Kumar786 · March 6, 2019, 5:36am

Hi,

I have .html file and need to get the id value based on the latest modified date from the html file.

output : 1456 .

Thanks in advance

Here is the .html file

<html>
<head><title>Index</title>
</head>
<body>
<h1> BI EI Team</h1>
<pre>ID   Last modified      Size</pre><hr/>
<pre>
<a href="1456/">1456/</a>  01-Mar-2019 15:49    108MB
<a href="4561/">4561/</a>  28-Feb-2019 11:08    121MB
</pre>
<hr/>
</body>
 </html>

RudiC · March 6, 2019, 5:44am

Welcome to the forum.

Please become accustomed to provide decent context info of your problem.

It is always helpful to carefully and detailedly phrase a request, and to support it with system info like OS and shell, related environment (variables, directory structures, options), preferred tools, adequate (representative) sample input and desired output data and the logics connecting the two including your own attempts at a solution, and, if existent, system (error) messages verbatim, to avoid ambiguities and keep people from guessing.

So - what have you tried so far?
Do you have GNU date available, or another version that allows a to-be-operated-upon-date parameter?

Kumar786 · March 6, 2019, 6:02am

Thanks Rudic,

I tried with below command but not accurate value am getting.

cat file.html |grep "<a href=" | head -2 |awk -F ">" '{print $2}

output : 1456/</a

RudiC · March 6, 2019, 6:22am

There is a closing single quote missing in your command pipeline, and the output will be the two lines with data from your input file:

1456/</a
4561/</a

Please be aware that none of the usual *nix text tools is well suited to handle *ml or similar data; any solution based on those will be crooked.

What is the essential criterion to identify the lines to extract from your html file?
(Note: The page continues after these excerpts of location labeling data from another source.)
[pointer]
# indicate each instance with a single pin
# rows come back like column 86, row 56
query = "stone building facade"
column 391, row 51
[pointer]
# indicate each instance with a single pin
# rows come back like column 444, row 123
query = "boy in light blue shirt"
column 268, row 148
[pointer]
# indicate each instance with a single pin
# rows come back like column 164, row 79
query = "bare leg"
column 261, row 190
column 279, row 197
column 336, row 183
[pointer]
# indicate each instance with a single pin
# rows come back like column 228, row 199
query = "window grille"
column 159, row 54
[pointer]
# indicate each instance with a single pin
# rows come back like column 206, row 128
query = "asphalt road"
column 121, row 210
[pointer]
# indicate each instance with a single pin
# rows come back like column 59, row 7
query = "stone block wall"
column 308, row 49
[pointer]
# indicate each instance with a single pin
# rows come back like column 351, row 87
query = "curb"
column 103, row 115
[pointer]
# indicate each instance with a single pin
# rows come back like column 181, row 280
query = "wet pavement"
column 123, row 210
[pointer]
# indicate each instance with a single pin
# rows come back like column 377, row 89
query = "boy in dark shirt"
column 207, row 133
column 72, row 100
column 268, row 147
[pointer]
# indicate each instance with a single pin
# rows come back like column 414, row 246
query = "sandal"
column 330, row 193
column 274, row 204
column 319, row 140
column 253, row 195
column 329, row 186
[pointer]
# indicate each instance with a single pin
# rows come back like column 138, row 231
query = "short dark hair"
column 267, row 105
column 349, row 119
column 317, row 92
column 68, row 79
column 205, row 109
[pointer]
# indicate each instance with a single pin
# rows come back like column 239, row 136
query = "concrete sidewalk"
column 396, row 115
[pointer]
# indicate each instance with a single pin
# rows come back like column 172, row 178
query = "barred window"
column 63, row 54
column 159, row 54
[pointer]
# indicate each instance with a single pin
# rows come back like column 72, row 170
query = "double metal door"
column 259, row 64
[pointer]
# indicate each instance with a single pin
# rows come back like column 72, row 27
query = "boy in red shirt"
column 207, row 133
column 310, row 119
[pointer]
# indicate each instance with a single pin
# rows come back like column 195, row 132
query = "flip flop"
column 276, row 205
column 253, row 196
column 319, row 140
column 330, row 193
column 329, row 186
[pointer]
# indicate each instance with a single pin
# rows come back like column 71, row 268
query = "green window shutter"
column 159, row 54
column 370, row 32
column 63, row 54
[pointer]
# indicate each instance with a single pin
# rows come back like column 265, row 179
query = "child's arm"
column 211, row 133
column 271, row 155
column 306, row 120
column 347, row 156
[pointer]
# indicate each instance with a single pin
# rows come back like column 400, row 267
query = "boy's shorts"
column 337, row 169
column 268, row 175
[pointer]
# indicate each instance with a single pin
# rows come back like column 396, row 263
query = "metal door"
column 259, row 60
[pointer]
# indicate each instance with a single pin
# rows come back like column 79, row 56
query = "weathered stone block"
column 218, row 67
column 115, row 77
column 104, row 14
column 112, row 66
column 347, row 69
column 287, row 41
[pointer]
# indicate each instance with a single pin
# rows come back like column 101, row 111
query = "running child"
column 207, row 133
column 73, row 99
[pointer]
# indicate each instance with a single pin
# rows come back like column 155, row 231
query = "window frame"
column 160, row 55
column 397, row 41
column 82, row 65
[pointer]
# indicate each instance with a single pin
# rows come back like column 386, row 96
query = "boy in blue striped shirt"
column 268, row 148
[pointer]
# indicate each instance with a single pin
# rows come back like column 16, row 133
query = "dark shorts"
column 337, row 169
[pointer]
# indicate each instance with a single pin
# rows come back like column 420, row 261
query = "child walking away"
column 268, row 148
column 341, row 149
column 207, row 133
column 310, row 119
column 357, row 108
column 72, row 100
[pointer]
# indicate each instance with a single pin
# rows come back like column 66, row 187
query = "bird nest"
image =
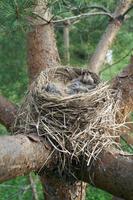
column 75, row 112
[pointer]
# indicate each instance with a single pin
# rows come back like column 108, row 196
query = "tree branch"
column 19, row 155
column 108, row 37
column 83, row 15
column 111, row 171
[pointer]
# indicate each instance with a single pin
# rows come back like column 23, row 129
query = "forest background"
column 84, row 36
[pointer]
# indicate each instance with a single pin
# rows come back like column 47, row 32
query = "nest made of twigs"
column 77, row 117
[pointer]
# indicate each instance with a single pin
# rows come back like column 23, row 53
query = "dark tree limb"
column 112, row 172
column 108, row 37
column 19, row 155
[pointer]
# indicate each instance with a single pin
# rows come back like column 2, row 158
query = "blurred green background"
column 84, row 37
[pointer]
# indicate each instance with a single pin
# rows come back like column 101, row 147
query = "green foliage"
column 84, row 37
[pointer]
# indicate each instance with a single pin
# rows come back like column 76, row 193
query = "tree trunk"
column 7, row 112
column 66, row 42
column 43, row 53
column 108, row 37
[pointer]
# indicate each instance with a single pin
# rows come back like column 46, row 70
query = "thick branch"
column 7, row 112
column 83, row 15
column 108, row 37
column 111, row 172
column 19, row 155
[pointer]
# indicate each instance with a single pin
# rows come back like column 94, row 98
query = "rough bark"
column 19, row 155
column 43, row 53
column 108, row 37
column 111, row 172
column 62, row 191
column 42, row 49
column 7, row 112
column 66, row 42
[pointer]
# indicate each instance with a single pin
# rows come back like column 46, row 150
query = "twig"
column 118, row 61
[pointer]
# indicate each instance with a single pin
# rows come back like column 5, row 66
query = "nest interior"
column 75, row 112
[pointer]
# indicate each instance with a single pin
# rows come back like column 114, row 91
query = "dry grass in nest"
column 76, row 124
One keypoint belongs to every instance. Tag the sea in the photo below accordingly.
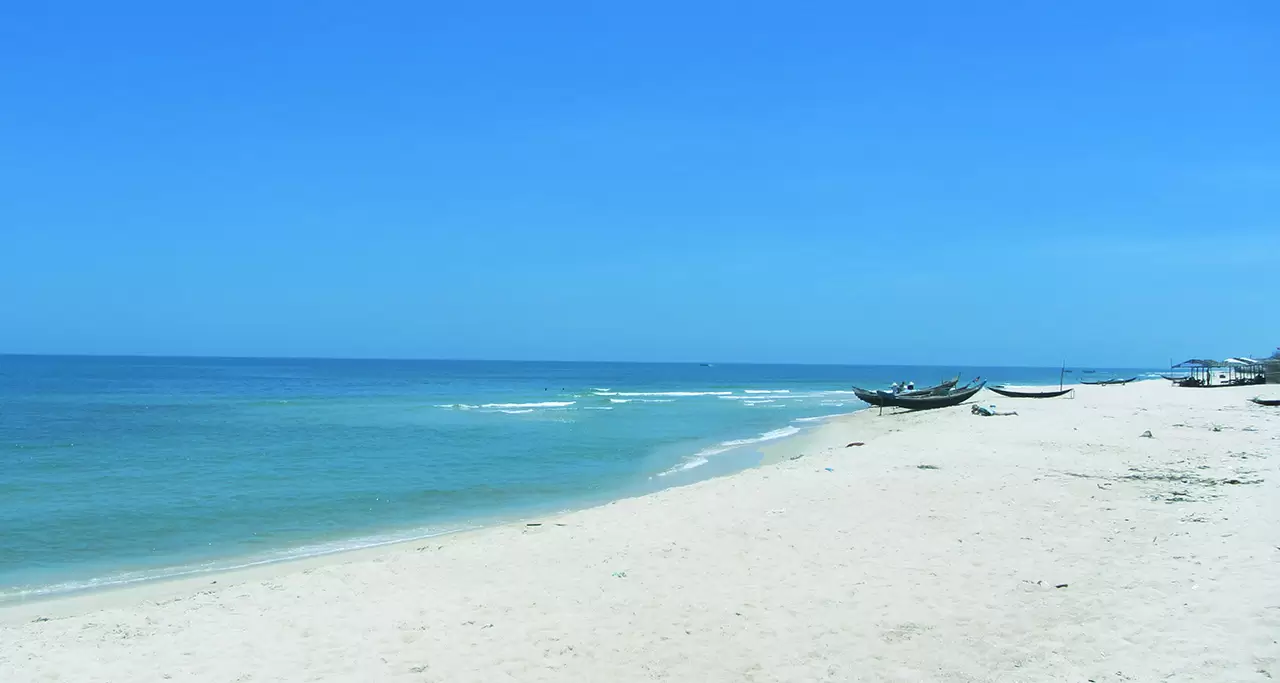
(119, 470)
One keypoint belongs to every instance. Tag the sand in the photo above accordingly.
(1054, 545)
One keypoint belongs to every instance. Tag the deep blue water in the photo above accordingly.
(115, 470)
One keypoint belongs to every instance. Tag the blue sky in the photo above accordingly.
(801, 182)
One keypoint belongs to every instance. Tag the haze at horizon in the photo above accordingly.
(819, 184)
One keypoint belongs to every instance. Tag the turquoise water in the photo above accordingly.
(118, 470)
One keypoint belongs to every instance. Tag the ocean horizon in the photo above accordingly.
(119, 468)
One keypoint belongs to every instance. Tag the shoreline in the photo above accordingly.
(375, 540)
(1059, 544)
(771, 453)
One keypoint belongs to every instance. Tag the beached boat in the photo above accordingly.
(932, 390)
(928, 403)
(1107, 383)
(1015, 393)
(874, 398)
(877, 398)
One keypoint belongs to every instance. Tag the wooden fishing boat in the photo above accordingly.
(932, 390)
(1015, 393)
(928, 403)
(877, 398)
(874, 398)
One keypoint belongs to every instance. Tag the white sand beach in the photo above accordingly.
(1059, 544)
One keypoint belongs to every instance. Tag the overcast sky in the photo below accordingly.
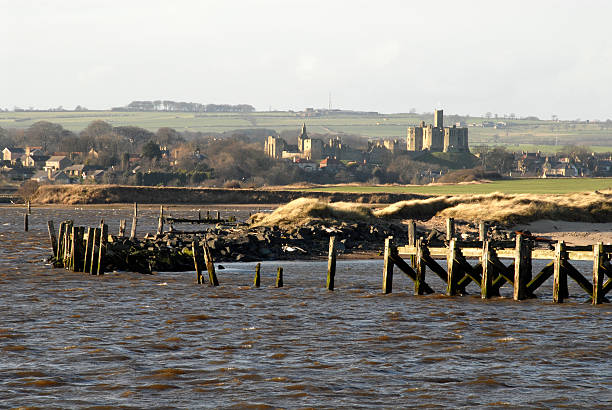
(468, 57)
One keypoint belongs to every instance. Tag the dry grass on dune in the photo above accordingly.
(505, 208)
(303, 210)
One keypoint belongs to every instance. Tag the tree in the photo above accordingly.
(151, 150)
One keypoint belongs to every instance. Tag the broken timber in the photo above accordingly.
(490, 273)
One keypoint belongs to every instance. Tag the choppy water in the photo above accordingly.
(73, 340)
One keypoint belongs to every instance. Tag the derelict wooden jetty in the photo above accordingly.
(490, 273)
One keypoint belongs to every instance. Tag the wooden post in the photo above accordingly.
(95, 251)
(160, 221)
(194, 249)
(452, 268)
(102, 243)
(134, 221)
(487, 271)
(522, 268)
(52, 237)
(598, 274)
(210, 266)
(279, 277)
(450, 228)
(559, 274)
(388, 267)
(122, 223)
(412, 240)
(331, 263)
(88, 250)
(482, 231)
(60, 244)
(420, 268)
(256, 280)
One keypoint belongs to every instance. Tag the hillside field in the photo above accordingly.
(547, 136)
(514, 186)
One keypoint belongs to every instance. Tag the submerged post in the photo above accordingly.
(210, 266)
(482, 231)
(420, 267)
(52, 237)
(198, 269)
(279, 277)
(388, 267)
(134, 221)
(598, 274)
(560, 291)
(122, 223)
(256, 280)
(331, 263)
(453, 268)
(522, 268)
(487, 271)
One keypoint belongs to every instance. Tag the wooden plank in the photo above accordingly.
(134, 221)
(279, 277)
(450, 229)
(387, 286)
(452, 269)
(522, 268)
(256, 280)
(598, 274)
(196, 264)
(487, 272)
(210, 266)
(52, 238)
(331, 263)
(559, 274)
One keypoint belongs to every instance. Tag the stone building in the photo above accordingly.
(436, 137)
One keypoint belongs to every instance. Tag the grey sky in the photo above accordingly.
(469, 57)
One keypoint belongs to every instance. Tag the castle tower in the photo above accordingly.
(439, 119)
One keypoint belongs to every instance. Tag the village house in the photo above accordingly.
(57, 162)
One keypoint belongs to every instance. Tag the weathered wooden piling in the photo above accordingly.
(487, 271)
(279, 277)
(134, 221)
(88, 250)
(52, 238)
(482, 231)
(452, 268)
(122, 224)
(257, 279)
(102, 244)
(198, 269)
(331, 263)
(560, 291)
(598, 273)
(210, 266)
(160, 221)
(522, 268)
(450, 228)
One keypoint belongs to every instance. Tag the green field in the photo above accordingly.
(547, 136)
(515, 186)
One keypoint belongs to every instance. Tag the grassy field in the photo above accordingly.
(516, 186)
(547, 136)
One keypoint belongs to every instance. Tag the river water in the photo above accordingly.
(130, 340)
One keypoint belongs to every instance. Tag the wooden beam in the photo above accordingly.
(331, 263)
(598, 274)
(559, 274)
(387, 286)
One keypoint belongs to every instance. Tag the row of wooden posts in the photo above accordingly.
(490, 274)
(77, 250)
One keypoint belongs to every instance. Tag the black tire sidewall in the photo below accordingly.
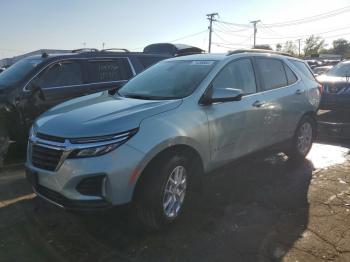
(295, 153)
(153, 188)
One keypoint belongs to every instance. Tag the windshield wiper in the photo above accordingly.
(145, 97)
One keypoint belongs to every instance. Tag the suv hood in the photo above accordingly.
(99, 114)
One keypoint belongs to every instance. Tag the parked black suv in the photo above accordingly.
(34, 84)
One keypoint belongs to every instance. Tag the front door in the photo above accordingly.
(235, 127)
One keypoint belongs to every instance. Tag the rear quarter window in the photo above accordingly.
(291, 77)
(303, 68)
(272, 73)
(147, 61)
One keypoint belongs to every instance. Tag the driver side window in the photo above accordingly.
(65, 73)
(239, 75)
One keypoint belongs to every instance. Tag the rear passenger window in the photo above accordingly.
(303, 68)
(291, 77)
(147, 61)
(237, 74)
(272, 73)
(67, 73)
(109, 70)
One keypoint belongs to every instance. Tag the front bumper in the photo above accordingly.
(60, 187)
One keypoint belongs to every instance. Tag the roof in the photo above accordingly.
(215, 57)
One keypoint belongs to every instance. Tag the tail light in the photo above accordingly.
(320, 88)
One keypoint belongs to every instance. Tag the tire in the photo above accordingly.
(303, 139)
(160, 187)
(4, 146)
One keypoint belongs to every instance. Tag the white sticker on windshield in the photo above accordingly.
(201, 62)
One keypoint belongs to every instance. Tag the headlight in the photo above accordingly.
(97, 146)
(94, 151)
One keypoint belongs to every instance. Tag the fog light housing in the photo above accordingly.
(92, 186)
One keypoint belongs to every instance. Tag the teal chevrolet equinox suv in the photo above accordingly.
(153, 141)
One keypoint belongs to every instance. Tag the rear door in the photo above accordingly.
(283, 99)
(60, 81)
(108, 73)
(236, 127)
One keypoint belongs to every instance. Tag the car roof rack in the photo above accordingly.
(172, 49)
(262, 51)
(81, 50)
(115, 49)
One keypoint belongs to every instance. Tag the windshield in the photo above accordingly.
(341, 70)
(168, 80)
(17, 71)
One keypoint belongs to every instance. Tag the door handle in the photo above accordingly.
(258, 103)
(299, 92)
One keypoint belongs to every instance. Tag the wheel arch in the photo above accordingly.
(181, 149)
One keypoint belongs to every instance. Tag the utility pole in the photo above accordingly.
(255, 30)
(299, 45)
(210, 17)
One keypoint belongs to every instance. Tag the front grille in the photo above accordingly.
(50, 138)
(45, 158)
(91, 186)
(68, 203)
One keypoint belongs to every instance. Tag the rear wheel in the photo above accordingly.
(164, 192)
(303, 138)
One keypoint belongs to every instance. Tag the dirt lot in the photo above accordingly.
(257, 210)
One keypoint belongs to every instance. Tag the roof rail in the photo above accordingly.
(80, 50)
(115, 49)
(264, 51)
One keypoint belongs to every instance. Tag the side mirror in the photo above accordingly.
(220, 95)
(116, 87)
(37, 89)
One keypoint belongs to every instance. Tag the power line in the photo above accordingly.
(227, 29)
(311, 18)
(223, 39)
(306, 35)
(188, 36)
(235, 24)
(255, 30)
(211, 18)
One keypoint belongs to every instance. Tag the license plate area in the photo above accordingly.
(32, 177)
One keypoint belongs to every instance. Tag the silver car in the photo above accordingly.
(153, 141)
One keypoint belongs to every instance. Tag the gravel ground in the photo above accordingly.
(256, 210)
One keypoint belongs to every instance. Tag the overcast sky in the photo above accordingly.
(28, 25)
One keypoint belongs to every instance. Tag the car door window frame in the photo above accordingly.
(26, 90)
(261, 81)
(62, 62)
(109, 59)
(296, 76)
(257, 84)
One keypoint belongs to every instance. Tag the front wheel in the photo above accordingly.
(165, 191)
(303, 138)
(4, 146)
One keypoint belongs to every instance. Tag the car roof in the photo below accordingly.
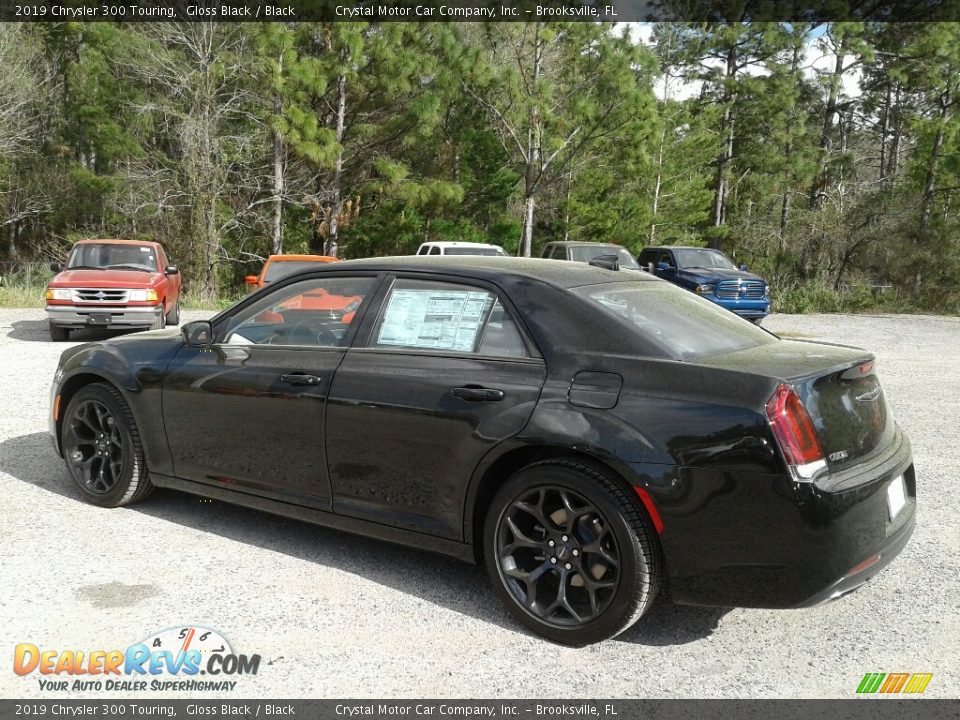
(559, 273)
(456, 243)
(571, 243)
(301, 258)
(112, 241)
(679, 247)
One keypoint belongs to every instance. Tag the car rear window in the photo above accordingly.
(277, 270)
(686, 325)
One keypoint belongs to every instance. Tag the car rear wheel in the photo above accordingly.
(102, 449)
(173, 317)
(59, 333)
(571, 554)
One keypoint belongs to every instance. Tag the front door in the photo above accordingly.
(248, 411)
(445, 374)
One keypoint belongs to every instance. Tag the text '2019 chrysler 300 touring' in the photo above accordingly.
(586, 433)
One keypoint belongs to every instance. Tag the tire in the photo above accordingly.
(59, 333)
(173, 317)
(102, 448)
(592, 609)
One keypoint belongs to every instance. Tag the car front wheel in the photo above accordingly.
(102, 449)
(573, 556)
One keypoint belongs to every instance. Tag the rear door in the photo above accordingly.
(443, 375)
I used the field count (NF > 4) in this approach:

awk -F"[- :/]*" '
        {gsub (/<[^>]*>/, "")
        }
!NF     {next
        }
NF > 4  {print $4, $3, $2, $5, $6, $1
        }
' file | LC_ALL=C sort -nr -k1,1 -k2,2Mr -k3 | head -1 | cut -d" " -f6
1456

It depends on sort (GNU coreutils) to sort abbreviated month names.

Kumar786 · March 6, 2019, 6:23am

Hi ,

I achieved the result as my own. Is there any better way to do this.

cat file.html | grep "<a href=" | head -2 |awk -F ">" '{print $2}'| awk -F "/" '{print $1}'

Thx

joker · March 6, 2019, 6:59am

If you really want the id of the newest match, take RudiCs snippet. If you just assume that the first match is the newest, you can go simpler by using that:

awk 'match($0,/<a href="([0-9]+)/,res) {print res[1];exit}' data.html

If someone wants to use a parser for more robust operation, one can use this as a starting point:

xmlstarlet sel -t -v "/html/body/pre" data.html  | awk '/^\s*[0-9]+\// {print $1,$2}'


# output 

1456/ 01-Mar-2019
4561/ 28-Feb-2019

Note: I assume only gnu awk supports match(subject,pattern,array) Other variants of awk only support 2 parameter match like match(subject,pattern), which will cause a syntax error here.